Women’s Health
Metabolomic markers associated with antenatal depression Priscilla Kay Clayton* Priscilla Clayton Clayton Clayton Clayton Clayton Clayton Clayton Clayton Clayton Clayton priscilla.clayton@nih.gov
Background: Maternal depression affects up to 20% of pregnancies and is associated with adverse maternal and offspring outcomes. Several studies link antenatal depression to alterations in metabolites such as amino acids, lipids, and energy metabolism. However, few studies have examined these patterns during pregnancy.
Methods: We leveraged samples from the Pregnancy Outcomes, Maternal and Infant Study (PrOMIS) to examine metabolomic differences in 298 pregnant women. We assessed depression using the Patient Health Questionnaire-9 (score ≥10) and conducted targeted metabolomic profiling using liquid chromatography–mass spectrometry. We randomly partitioned the dataset into a training set (n=198) and an independent testing set (n=100). In the training set, we screened candidate metabolites using univariate logistic regression (p<0.05), followed by Elastic Net regularized logistic regression for the best model. We constructed receiver operating characteristic (ROC) curves to evaluate predictive performance.

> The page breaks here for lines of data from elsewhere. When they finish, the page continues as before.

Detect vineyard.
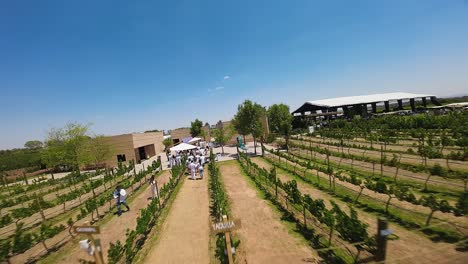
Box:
[0,108,468,264]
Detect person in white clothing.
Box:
[198,163,204,179]
[149,175,158,199]
[189,161,197,180]
[114,185,130,216]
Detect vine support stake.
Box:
[375,218,388,262]
[302,202,307,229]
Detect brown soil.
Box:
[220,164,319,263]
[37,171,170,263]
[266,150,468,230]
[253,159,467,263]
[10,174,168,263]
[288,141,463,192]
[143,174,210,263]
[296,137,468,171]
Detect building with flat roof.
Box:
[106,132,164,167]
[292,93,440,118]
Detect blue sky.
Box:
[0,0,468,149]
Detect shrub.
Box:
[430,163,447,177]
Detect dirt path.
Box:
[144,174,210,263]
[30,171,170,263]
[252,158,467,263]
[220,164,319,263]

Results: A total of 43 metabolites were significantly associated with depression (p<0.05), of which 17 were retained in the final model. Five metabolites were negatively associated (alloisoleucine, glutathione, pyruvic acid, PC P-34:0, palmitoyl-EA), while 12 were positively associated (R-3-hydroxy myristic acid, carnosine, PC O-38:5, glutamine, tridecylic acid, threonine, CAR 8:0; OH, N1,N8-diacetylspermidine, methionine, 3R-hydroxypalmitic acid, 2-aminoheptanoic acid, CAR DC6:0). ROC analyses yielded area under the curve (AUC) values of 0.81 (training), 0.73 (testing), and 0.78 (overall), adjusting for maternal age, pre-pregnancy BMI, gestational age, parity, and access to basic needs.
Conclusion: We identified metabolic signatures associated with antenatal depression, highlighting potential biomarkers and pathways such as amino acid, nitrogen, and anabolic metabolism. Future research should validate these findings in larger samples to establish clinical utility and potential for risk stratification.